Agora que seus filhos cresceram, o que você aprende com eles?

Muita coisa. Meus filhos enfrentaram dores profundas e íntimas. As pessoas não os conhecem de verdade, mas eles passaram por momentos difíceis com coragem. A força da nossa família vem do vínculo profundo que se formou entre eles: são muito unidos, e ao mesmo tempo, cada um é profundamente diferente. Aprendem muito uns com os outros.

Sua mãe era franco-canadense, com raízes normandas na região do Perche. Você tem lembranças da França com ela?

Ela teria adorado viver na França — teria se sentido perfeitamente em casa. Era uma mulher muito natural, sensível e criativa. Depois do divórcio de meu pai, ela precisou se mudar para Los Angeles, assim como eu fiz após meu próprio divórcio. Mas não era um lugar onde ela se sentia bem.

Se tivesse que escolher entre viver na França, nos Estados Unidos, na África ou no Camboja, para onde iria?

Pergunta difícil. Sempre digo que meu lugar favorito é aquele onde nunca estive. Gosto do desconhecido. Me sinto como uma nômade. Gostaria de passar mais tempo no Camboja, na Fundação, com as pessoas que são importantes para mim.

Pierre Clastres (1934-1977), antropólogo que observou os rituais iniciáticos dos índios Guayaki, dizia que a tatuagem é uma forma de inscrever no corpo a dureza da lei. E para você, qual é o sentido de tatuar-se?
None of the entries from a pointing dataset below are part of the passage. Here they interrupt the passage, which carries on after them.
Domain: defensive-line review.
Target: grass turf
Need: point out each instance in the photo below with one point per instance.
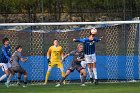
(75, 88)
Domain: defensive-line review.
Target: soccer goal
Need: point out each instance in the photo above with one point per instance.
(117, 53)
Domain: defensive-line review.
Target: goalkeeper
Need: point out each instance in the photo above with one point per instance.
(78, 56)
(89, 51)
(54, 57)
(16, 67)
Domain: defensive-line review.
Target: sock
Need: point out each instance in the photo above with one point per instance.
(9, 78)
(25, 80)
(19, 77)
(3, 77)
(90, 72)
(83, 79)
(95, 73)
(61, 81)
(47, 76)
(63, 74)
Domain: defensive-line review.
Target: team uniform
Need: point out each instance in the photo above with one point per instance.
(76, 64)
(89, 49)
(54, 53)
(55, 57)
(90, 56)
(16, 67)
(5, 57)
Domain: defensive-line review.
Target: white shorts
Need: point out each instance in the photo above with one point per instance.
(83, 64)
(5, 66)
(90, 58)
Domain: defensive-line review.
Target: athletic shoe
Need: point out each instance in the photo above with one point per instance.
(58, 85)
(91, 80)
(24, 86)
(82, 85)
(96, 82)
(7, 84)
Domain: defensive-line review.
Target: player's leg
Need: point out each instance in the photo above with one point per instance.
(94, 68)
(63, 78)
(60, 66)
(89, 64)
(48, 72)
(83, 64)
(95, 74)
(83, 72)
(25, 78)
(5, 69)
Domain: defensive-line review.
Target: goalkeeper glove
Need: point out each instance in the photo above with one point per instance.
(48, 59)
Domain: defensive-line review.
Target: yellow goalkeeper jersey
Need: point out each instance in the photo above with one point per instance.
(55, 53)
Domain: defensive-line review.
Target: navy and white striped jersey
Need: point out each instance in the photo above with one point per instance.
(5, 54)
(89, 45)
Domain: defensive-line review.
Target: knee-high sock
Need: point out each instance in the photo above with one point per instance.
(90, 72)
(3, 77)
(62, 72)
(9, 78)
(47, 74)
(95, 73)
(83, 79)
(25, 79)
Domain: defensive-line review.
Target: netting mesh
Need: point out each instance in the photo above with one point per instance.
(117, 53)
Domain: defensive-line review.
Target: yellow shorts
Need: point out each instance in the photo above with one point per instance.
(58, 64)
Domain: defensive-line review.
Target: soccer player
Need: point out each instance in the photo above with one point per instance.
(89, 51)
(5, 58)
(54, 57)
(78, 56)
(16, 67)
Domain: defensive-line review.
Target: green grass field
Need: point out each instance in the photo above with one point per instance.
(75, 88)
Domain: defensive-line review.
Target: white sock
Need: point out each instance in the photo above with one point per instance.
(95, 73)
(3, 77)
(90, 73)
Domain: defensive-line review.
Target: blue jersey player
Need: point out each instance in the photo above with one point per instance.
(89, 51)
(5, 59)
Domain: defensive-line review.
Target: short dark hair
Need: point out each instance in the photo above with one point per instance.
(4, 40)
(55, 39)
(18, 46)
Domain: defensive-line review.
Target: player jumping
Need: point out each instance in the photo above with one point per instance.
(5, 58)
(89, 51)
(76, 64)
(16, 67)
(54, 57)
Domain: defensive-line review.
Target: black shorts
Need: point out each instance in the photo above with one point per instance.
(78, 67)
(18, 70)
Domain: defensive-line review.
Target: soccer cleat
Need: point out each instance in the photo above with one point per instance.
(64, 82)
(96, 82)
(18, 83)
(83, 85)
(7, 84)
(24, 86)
(58, 85)
(44, 83)
(91, 80)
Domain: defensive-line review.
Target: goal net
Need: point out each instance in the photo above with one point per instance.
(117, 53)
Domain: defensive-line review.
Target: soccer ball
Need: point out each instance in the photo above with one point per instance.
(93, 31)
O significado da tatuagem é muito diferente para cada pessoa — e tribal para muitos. As minhas tatuagens são as minhas marcas, os símbolos do que é importante para mim. Quando se interpreta um papel, tudo o que o compõe pertence ao personagem, não a você. Mas o corpo... o corpo continua sendo nosso. Minha mãe via minhas tatuagens como um totem de vida.

Bem resumido. 

Sim. Lembro perfeitamente do dia em que minha mãe me levou para tatuar o braço esquerdo a citação de Tennessee Williams: “Uma oração para os corações selvagens presos em gaiolas.” Eu estava vivendo um período de caos e dor. Minha mãe sentou ao meu lado, conversamos sobre essa sensação de aprisionamento — e sobre meu desejo profundo de liberdade.
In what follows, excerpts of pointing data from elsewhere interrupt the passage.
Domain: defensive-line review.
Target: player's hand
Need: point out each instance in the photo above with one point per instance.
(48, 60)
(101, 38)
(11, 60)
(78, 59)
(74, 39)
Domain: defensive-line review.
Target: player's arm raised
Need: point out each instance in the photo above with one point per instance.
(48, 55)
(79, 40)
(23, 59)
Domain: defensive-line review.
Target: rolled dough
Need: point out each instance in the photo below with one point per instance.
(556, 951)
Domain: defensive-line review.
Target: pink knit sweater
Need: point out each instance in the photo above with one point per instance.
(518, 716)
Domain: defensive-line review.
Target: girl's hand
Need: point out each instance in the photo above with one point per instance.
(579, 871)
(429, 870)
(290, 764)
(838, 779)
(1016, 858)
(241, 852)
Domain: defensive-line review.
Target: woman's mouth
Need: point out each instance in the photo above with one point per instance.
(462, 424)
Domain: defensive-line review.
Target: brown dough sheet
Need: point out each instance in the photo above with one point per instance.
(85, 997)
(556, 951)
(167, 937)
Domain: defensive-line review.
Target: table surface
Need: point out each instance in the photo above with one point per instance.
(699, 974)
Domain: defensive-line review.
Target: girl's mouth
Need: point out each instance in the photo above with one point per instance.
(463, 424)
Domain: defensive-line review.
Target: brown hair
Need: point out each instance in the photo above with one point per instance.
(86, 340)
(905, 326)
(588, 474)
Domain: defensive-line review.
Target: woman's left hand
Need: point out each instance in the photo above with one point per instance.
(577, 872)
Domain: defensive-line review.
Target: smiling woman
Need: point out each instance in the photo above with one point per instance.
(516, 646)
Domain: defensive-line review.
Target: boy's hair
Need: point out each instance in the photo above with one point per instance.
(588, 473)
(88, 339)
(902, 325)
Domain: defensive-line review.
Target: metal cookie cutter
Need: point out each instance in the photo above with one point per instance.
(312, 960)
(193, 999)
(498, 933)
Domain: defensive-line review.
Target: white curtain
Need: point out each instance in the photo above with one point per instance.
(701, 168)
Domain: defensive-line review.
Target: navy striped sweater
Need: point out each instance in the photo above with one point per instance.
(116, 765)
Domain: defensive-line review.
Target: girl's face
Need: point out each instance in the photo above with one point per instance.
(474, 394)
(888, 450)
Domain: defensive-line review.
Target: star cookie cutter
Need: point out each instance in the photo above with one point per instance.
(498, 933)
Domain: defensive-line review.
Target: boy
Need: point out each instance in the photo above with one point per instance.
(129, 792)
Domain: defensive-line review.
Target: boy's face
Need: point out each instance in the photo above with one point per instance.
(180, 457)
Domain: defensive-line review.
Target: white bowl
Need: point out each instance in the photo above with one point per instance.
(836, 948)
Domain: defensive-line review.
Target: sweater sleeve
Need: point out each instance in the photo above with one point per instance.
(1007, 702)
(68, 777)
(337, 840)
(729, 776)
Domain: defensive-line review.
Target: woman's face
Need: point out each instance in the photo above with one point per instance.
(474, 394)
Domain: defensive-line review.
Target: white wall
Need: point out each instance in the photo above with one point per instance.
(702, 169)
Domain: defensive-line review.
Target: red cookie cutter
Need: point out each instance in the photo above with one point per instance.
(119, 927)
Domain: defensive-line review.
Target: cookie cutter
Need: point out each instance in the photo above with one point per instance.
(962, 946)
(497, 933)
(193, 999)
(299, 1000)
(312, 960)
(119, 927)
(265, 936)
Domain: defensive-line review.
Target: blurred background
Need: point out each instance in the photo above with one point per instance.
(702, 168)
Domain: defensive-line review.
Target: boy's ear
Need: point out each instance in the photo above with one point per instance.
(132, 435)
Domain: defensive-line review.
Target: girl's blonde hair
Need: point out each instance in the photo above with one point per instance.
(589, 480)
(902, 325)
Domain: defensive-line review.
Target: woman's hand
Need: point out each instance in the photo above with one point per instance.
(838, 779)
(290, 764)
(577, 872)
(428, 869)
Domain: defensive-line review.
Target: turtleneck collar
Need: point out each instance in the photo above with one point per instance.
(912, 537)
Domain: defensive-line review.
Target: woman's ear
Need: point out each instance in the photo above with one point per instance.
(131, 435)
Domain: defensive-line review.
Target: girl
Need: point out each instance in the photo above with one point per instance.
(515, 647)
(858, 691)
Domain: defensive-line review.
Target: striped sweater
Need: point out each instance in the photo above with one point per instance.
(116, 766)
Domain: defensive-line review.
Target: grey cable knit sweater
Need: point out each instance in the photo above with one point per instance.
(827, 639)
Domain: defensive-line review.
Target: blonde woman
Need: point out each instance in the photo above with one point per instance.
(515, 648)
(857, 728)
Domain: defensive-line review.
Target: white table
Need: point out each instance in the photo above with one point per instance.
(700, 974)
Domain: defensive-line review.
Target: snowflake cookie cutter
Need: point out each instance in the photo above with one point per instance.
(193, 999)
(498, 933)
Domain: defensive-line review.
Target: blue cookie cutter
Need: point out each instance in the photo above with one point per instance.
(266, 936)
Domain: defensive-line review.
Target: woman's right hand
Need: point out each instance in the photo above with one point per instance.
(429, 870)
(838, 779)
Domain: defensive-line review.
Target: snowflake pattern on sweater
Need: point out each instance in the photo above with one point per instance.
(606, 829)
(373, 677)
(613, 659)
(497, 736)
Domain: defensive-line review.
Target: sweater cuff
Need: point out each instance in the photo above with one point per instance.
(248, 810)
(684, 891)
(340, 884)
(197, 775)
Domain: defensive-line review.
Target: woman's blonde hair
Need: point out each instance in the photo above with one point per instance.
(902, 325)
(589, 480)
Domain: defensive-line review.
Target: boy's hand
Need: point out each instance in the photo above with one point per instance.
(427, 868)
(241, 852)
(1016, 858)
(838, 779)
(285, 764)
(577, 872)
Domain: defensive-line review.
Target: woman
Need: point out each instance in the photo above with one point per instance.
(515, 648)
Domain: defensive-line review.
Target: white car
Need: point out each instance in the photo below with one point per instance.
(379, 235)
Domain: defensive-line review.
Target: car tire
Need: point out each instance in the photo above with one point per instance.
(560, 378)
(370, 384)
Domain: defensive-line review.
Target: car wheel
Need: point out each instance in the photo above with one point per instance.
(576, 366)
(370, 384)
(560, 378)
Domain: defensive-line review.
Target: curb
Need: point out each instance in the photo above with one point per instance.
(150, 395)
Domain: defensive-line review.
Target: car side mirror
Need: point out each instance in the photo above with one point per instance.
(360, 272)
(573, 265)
De onde vem sua solidariedade com os outros?

Não sei dizer exatamente. Tenho muitos defeitos — e, ao mesmo tempo, sou profundamente humana. Sinto que estou conectada às pessoas.
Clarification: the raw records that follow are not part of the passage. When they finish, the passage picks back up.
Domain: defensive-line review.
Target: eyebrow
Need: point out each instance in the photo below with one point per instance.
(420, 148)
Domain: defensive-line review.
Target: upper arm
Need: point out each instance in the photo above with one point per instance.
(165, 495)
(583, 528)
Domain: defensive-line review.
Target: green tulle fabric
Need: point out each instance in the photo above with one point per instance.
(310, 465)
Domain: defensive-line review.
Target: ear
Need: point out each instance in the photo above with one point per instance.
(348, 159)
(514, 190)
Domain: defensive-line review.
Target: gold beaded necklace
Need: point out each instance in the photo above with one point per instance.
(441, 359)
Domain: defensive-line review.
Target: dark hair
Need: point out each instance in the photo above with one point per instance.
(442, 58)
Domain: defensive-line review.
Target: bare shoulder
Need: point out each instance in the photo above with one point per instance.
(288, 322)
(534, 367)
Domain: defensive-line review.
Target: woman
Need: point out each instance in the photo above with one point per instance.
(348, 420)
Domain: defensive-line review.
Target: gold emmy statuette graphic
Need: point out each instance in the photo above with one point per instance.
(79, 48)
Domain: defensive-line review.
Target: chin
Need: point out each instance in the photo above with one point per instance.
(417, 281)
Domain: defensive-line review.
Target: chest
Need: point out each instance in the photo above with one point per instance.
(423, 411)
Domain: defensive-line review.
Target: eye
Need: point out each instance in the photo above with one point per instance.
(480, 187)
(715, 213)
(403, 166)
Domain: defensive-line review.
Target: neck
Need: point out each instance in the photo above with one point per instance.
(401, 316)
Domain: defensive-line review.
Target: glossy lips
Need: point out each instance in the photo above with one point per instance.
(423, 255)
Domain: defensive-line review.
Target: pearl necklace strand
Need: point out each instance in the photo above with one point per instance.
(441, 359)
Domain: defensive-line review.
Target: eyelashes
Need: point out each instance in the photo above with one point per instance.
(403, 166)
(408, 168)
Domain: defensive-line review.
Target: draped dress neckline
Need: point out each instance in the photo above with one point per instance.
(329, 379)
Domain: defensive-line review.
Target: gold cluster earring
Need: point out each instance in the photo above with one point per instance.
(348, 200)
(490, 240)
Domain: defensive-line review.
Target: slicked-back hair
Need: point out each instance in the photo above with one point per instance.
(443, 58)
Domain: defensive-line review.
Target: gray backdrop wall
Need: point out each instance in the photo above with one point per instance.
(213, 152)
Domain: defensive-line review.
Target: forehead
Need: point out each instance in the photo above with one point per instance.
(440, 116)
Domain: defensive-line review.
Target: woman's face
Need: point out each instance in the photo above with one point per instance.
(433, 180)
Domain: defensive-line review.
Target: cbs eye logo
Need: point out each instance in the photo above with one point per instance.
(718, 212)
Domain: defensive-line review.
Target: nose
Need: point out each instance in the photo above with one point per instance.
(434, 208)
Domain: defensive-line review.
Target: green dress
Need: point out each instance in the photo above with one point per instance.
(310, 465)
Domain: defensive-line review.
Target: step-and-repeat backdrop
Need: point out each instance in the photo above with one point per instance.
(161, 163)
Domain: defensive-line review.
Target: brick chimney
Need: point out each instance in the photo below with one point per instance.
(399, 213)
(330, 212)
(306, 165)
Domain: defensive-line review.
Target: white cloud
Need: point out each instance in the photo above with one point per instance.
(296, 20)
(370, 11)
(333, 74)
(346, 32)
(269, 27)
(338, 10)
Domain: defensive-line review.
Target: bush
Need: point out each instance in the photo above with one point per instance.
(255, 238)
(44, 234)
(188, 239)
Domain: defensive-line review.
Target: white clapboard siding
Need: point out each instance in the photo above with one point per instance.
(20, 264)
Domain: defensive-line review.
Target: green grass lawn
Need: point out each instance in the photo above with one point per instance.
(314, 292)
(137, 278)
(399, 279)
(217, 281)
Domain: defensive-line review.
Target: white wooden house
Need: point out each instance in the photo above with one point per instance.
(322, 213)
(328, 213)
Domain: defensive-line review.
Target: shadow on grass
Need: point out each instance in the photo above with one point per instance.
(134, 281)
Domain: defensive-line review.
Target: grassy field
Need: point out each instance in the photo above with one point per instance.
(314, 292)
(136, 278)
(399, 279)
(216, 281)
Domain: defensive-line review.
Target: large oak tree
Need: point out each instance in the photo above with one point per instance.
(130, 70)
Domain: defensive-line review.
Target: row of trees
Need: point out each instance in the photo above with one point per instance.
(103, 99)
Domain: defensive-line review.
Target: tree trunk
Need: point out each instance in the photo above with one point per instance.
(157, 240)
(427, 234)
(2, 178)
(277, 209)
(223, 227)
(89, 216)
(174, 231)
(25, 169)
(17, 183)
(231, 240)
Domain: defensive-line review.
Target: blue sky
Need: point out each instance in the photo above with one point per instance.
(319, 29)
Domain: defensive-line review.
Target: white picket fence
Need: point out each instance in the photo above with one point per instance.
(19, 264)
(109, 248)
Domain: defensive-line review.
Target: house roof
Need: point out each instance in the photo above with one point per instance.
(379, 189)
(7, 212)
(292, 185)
Hoje parece que seu papel principal é usar sua fama para contribuir com um mundo melhor por meio da ajuda humanitária.

Quero levar uma vida útil e cheia de sentido.

Isso te faz feliz?

Claro. Quando me sinto útil e conectada aos outros, sinto alegria. Há tantas ideias equivocadas que dizem que a felicidade vem de outras coisas… Mas, pra mim, a verdadeira felicidade vem de ser útil — e de estar em relação com os outros.